IMMAP and Little are leading the industry in addressing missing data, which all social scientists have in their work. Missing data occurs when, for example, a researcher gets only 400 out of 500 surveys back. Traditionally only the 400 returned surveys are used to analyze the question.

That, however, skews the data set. Those who did respond may feel more strongly about the question than the population as a whole, or the lack of response may represent a specific subset that differs from the population. Either way, the data set does not portray an accurate picture. The missing data must be accounted for.

“It can wreak havoc if you don't treat it properly,” he said. “When you don't try to correct for the reason it's missing, you have selective data and your results are no longer valid.”

Little's work on missing data has presented researchers with ways to address this issue. The methodologies he touts in accounting for biasing effects of missing data is so effective, he said, it will unequivocally increase the validity of the research findings. He has published numerous articles on the subject, and he is working on several projects that continue to advance the utility of modern missing data treatments.

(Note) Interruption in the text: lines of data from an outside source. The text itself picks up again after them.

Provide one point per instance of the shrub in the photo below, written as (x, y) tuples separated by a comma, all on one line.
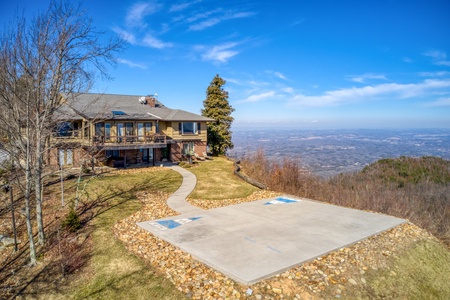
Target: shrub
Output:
[(72, 221), (417, 189)]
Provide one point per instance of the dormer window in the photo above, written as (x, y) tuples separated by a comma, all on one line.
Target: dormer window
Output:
[(189, 128)]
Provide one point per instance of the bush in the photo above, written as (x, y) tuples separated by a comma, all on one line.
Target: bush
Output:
[(417, 189), (72, 221)]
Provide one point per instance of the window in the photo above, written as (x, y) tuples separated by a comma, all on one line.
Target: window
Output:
[(108, 131), (65, 157), (112, 153), (99, 129), (189, 128), (128, 128), (188, 148), (143, 130), (64, 129)]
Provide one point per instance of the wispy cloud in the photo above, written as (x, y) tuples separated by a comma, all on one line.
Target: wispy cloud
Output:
[(131, 64), (368, 76), (137, 13), (215, 19), (370, 93), (439, 102), (182, 6), (434, 74), (260, 97), (280, 75), (439, 57), (126, 35), (152, 42), (220, 53)]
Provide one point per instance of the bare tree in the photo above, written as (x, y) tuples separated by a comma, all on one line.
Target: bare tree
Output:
[(59, 51)]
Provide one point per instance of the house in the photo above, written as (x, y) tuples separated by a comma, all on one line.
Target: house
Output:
[(122, 129)]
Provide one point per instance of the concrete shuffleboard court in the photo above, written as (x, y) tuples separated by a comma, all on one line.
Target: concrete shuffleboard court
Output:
[(252, 241)]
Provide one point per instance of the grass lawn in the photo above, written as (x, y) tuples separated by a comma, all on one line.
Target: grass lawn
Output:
[(117, 274), (420, 272), (216, 181)]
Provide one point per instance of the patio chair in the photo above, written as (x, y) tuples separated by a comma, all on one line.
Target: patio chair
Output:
[(205, 155), (198, 157)]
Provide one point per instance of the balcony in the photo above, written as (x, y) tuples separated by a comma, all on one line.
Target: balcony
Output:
[(130, 141), (112, 142)]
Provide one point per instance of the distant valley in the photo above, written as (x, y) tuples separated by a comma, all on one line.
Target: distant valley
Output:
[(330, 152)]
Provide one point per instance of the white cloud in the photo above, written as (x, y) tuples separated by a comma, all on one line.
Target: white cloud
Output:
[(182, 6), (131, 64), (259, 97), (407, 60), (280, 75), (288, 90), (125, 35), (137, 13), (369, 93), (220, 53), (363, 78), (151, 41), (438, 57), (204, 24), (434, 74), (439, 102), (216, 19)]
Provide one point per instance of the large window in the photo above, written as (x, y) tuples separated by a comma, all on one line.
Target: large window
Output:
[(189, 128), (128, 128), (65, 157), (99, 129), (108, 131), (144, 129), (188, 148), (64, 129)]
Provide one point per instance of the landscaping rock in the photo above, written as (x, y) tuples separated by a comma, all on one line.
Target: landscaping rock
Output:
[(325, 277)]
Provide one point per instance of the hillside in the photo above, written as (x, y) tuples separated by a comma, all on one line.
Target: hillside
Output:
[(108, 258)]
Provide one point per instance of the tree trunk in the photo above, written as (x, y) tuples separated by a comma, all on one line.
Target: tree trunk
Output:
[(27, 196), (38, 192)]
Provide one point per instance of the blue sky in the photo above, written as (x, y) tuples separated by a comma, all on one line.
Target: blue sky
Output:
[(308, 64)]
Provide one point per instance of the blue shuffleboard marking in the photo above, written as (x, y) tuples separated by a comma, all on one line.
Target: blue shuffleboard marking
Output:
[(261, 244), (281, 200), (171, 224), (276, 250)]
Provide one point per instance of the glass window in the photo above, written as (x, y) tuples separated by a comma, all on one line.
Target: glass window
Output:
[(64, 129), (108, 130), (128, 128), (188, 148), (189, 128), (99, 129), (141, 131), (65, 157)]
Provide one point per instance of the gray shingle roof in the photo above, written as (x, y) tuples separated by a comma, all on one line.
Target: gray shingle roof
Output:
[(108, 106)]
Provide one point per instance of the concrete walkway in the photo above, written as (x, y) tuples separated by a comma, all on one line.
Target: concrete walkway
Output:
[(177, 201), (252, 241)]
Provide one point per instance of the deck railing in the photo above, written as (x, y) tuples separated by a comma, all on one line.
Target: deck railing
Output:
[(100, 140), (130, 139)]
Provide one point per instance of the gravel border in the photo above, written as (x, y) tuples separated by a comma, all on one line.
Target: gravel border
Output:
[(324, 277)]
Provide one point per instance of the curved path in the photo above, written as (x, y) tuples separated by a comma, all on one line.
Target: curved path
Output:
[(177, 201)]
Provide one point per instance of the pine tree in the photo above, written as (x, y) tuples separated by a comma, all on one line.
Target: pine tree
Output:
[(217, 107)]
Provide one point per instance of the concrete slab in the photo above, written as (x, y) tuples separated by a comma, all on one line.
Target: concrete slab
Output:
[(252, 241)]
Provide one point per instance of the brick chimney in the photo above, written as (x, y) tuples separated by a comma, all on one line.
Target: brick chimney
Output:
[(151, 101)]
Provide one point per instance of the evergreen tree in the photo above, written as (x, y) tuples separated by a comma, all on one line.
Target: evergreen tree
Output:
[(216, 106)]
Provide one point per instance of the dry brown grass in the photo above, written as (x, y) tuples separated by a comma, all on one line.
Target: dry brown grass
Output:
[(417, 190)]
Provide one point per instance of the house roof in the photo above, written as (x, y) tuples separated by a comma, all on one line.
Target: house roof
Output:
[(121, 107)]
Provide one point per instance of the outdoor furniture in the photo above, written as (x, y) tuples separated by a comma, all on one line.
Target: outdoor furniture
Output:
[(198, 157), (205, 155)]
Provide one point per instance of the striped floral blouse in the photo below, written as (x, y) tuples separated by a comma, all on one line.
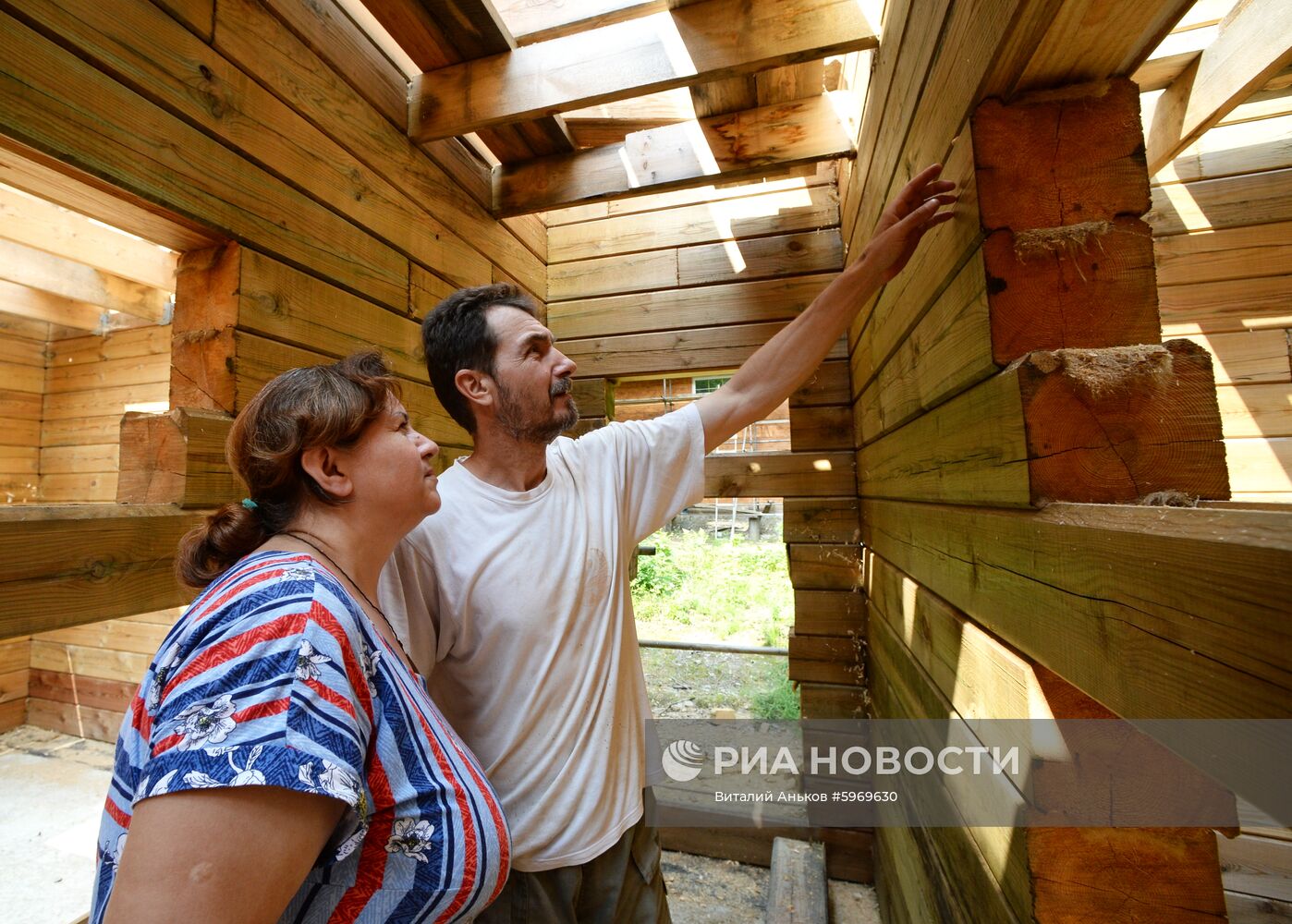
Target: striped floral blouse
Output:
[(275, 677)]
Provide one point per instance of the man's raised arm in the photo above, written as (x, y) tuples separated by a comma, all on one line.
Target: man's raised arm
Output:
[(786, 360)]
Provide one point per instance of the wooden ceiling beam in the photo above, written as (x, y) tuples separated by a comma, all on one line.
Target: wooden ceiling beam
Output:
[(725, 148), (1252, 47), (1087, 41), (78, 282), (438, 34), (693, 44)]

IMMAP staff is developing a software package that facilitates the whole process of accounting for missing data. When it's finished it will be open source freeware instead of a copyrighted program, giving all researchers access to it. Again, it's a social justice thing for Little.

The REMS degree

Currently about a dozen graduate students are working toward a REMS degree through IMMAP. Another half a dozen students from throughout the university are employed as graduate research assistants.

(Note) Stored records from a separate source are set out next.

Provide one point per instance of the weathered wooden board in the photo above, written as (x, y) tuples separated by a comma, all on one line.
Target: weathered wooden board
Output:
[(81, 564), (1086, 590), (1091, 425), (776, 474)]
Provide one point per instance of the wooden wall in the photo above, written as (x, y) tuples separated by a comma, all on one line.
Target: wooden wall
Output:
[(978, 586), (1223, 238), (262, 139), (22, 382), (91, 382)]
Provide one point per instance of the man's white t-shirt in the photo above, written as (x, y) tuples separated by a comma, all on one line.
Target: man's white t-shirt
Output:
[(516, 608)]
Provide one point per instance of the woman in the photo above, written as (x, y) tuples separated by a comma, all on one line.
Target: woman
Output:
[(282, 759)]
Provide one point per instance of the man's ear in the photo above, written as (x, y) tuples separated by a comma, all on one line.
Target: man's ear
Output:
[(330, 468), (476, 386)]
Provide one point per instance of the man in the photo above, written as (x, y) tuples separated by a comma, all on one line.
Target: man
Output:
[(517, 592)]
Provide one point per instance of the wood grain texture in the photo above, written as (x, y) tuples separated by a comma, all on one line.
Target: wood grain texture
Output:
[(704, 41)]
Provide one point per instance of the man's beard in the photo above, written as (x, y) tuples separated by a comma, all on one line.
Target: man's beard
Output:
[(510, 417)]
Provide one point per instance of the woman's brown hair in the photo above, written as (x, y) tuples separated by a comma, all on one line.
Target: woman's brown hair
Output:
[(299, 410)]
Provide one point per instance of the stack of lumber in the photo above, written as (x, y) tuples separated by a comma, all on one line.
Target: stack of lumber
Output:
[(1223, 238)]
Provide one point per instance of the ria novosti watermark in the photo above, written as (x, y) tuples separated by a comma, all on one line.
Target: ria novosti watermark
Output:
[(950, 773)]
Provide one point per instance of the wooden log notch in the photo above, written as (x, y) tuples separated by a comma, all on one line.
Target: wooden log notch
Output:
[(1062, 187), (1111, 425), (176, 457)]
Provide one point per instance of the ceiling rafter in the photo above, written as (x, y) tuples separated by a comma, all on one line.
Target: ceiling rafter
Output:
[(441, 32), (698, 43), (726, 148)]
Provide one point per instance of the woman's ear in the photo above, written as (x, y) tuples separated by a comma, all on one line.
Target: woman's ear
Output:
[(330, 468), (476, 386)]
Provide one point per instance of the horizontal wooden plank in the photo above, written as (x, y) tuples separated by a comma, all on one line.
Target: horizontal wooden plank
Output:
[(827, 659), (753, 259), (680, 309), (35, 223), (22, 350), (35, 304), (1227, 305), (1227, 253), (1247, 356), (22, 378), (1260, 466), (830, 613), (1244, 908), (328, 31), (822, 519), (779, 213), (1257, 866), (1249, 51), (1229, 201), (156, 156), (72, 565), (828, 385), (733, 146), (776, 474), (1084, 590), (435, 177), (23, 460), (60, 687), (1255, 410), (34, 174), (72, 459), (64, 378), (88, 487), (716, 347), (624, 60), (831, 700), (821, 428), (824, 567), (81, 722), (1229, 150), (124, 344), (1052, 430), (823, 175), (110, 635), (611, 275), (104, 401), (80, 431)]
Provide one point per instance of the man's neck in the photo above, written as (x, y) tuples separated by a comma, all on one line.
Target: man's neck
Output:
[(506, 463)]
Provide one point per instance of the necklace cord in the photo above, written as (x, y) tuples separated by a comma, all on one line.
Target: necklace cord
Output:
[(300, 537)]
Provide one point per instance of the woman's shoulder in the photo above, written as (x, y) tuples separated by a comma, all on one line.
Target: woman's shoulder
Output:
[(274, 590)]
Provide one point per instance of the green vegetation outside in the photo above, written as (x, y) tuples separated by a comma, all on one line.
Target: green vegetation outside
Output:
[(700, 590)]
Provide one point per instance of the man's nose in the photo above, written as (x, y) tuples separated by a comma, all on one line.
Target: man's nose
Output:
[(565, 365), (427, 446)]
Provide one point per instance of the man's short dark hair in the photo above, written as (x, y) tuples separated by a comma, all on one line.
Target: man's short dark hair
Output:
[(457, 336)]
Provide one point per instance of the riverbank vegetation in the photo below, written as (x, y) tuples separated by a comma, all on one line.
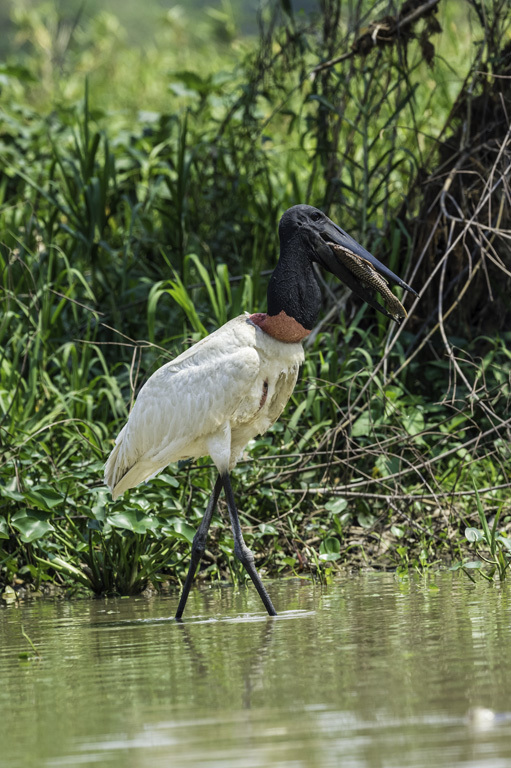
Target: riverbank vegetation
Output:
[(140, 192)]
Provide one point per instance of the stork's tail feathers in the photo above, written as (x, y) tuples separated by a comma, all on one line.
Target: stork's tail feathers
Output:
[(121, 474)]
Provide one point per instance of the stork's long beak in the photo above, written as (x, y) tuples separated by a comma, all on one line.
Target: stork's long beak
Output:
[(359, 270)]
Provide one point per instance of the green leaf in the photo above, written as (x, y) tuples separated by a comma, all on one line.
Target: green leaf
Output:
[(133, 520), (330, 546), (177, 525), (336, 506), (14, 495), (31, 525), (4, 530), (44, 498), (267, 528), (473, 534)]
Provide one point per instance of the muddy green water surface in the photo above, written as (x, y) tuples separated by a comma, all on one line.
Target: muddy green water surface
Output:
[(371, 671)]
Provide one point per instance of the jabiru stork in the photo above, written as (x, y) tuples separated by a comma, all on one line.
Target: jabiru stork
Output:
[(233, 384)]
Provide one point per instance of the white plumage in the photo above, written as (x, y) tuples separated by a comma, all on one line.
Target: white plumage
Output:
[(211, 400), (234, 384)]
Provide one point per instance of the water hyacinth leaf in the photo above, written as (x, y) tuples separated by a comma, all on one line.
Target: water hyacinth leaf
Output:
[(474, 535), (336, 506), (43, 498), (14, 495), (330, 549), (4, 530), (31, 525), (177, 526), (267, 528), (133, 520)]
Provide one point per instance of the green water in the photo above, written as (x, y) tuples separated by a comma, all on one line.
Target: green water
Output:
[(371, 671)]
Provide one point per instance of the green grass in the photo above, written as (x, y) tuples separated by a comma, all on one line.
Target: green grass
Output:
[(139, 198)]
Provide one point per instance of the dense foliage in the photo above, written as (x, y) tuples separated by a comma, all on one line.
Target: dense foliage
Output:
[(140, 195)]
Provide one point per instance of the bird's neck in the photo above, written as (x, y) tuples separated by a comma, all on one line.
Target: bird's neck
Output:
[(281, 327), (294, 296)]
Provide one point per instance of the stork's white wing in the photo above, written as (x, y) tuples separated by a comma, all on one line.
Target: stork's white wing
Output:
[(183, 403)]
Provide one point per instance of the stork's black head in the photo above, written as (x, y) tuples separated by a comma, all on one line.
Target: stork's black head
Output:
[(307, 234)]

Several students are undergraduates who either are earning a minor in quantitative analysis or who want to find out what quantitative analysis is like before they get into graduate school. Little's already had one student come to IMMAP when it just opened to check it out and choose to earn the minor concentration, and he thinks others will too, largely because this will practically assure admission into the graduate school of the student's choosing.

Most academics learn their statistics in graduate school, and then they go out and start their jobs, and if the statistics changed after graduate school, where are they going to learn it?” Little said. “There are very few programs like the REMS program where faculty members are dedicated quantitative specialists training students in quantitative methods. As quantitative specialists, their job is to stay on top of and invent new methods.”